Blog do  Amaury Alencar


Vereadores no Plenário da Câmara de Uruburetama
Vereadores no Plenário da Câmara de Uruburetama(Foto: Nut Pereira/ O POVO)
Nove dos 11 vereadores de Uruburetama votam ainda nesta segunda-feira, 15, o afastamento provisório do prefeito José Hilson de Paiva, 70. A sessão é extraordinária, uma vez a Câmara estava em recesso. Ele é acusado de estuprar pacientes em consultórios ginecológicos em clínica particular e em hospitais públicos.

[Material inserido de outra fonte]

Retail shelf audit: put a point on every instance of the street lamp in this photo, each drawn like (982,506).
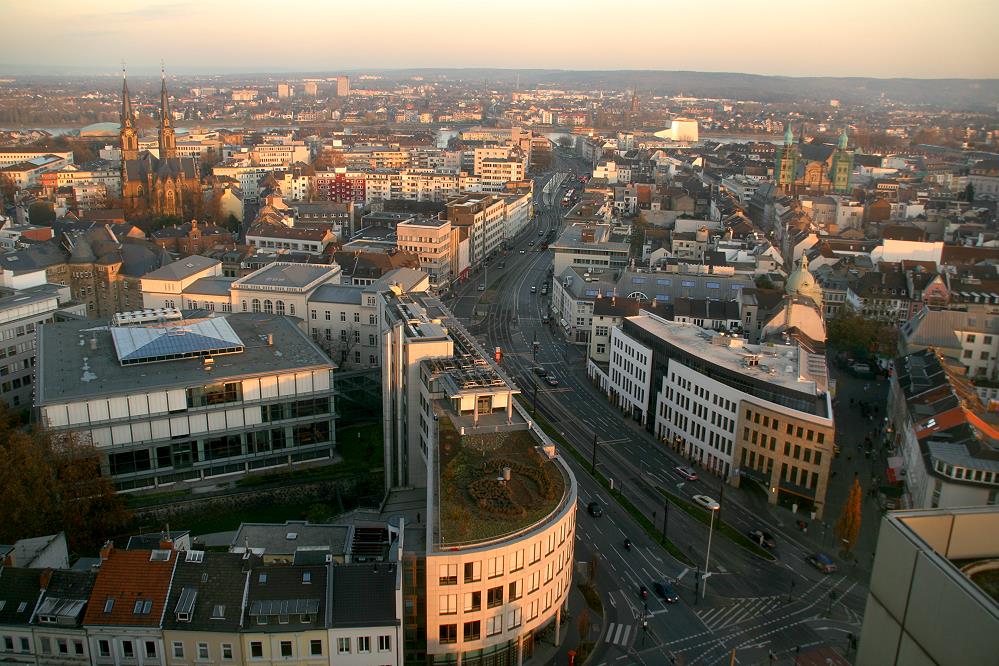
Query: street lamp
(707,557)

Investigações já são conduzidas pela Promotoria de Justiça de Uruburetama com apoio do Núcleo de Investigação Criminal (Nuinc), do Ministério Público do Estado. 

Na Câmara Municipal, até as 19 horas ocorre a votação que pode afastar Hilson por 90 dias. Dois vereadores são impedidos e não compareceram à sessão extraordinária: Cristiane Cordeiro (filha do prefeito) e Alexandre Wagner Albuquerque Nery (filho do vice-prefeito, também acusado em esquema criminoso de extorsão).

Há cordão de isolamento nas proximidades da Câmara, com policiamento reforçado, enquanto dezenas de pessoas acompanham as movimentações políticas do lado de fora.
"A gente vai ter de convocar suplentes dos vereadores impedidos e vamos fazer tudo dentro da legalidade. Os motivos são justos, há comoção do povo", declarou a presidente da Câmara, Maria Stela Gomes Rocha.


O caso
Para o presidente do Conselho Regional de Medicina do Estado do Ceará (Cremec), Helvécio Neves Feitosa, as denúncias contra o médico José Hilson são de "extrema gravidade", mas ele destaca que o médico tem direito à defesa e que pode-se levar até dois anos para chegar a uma decisão.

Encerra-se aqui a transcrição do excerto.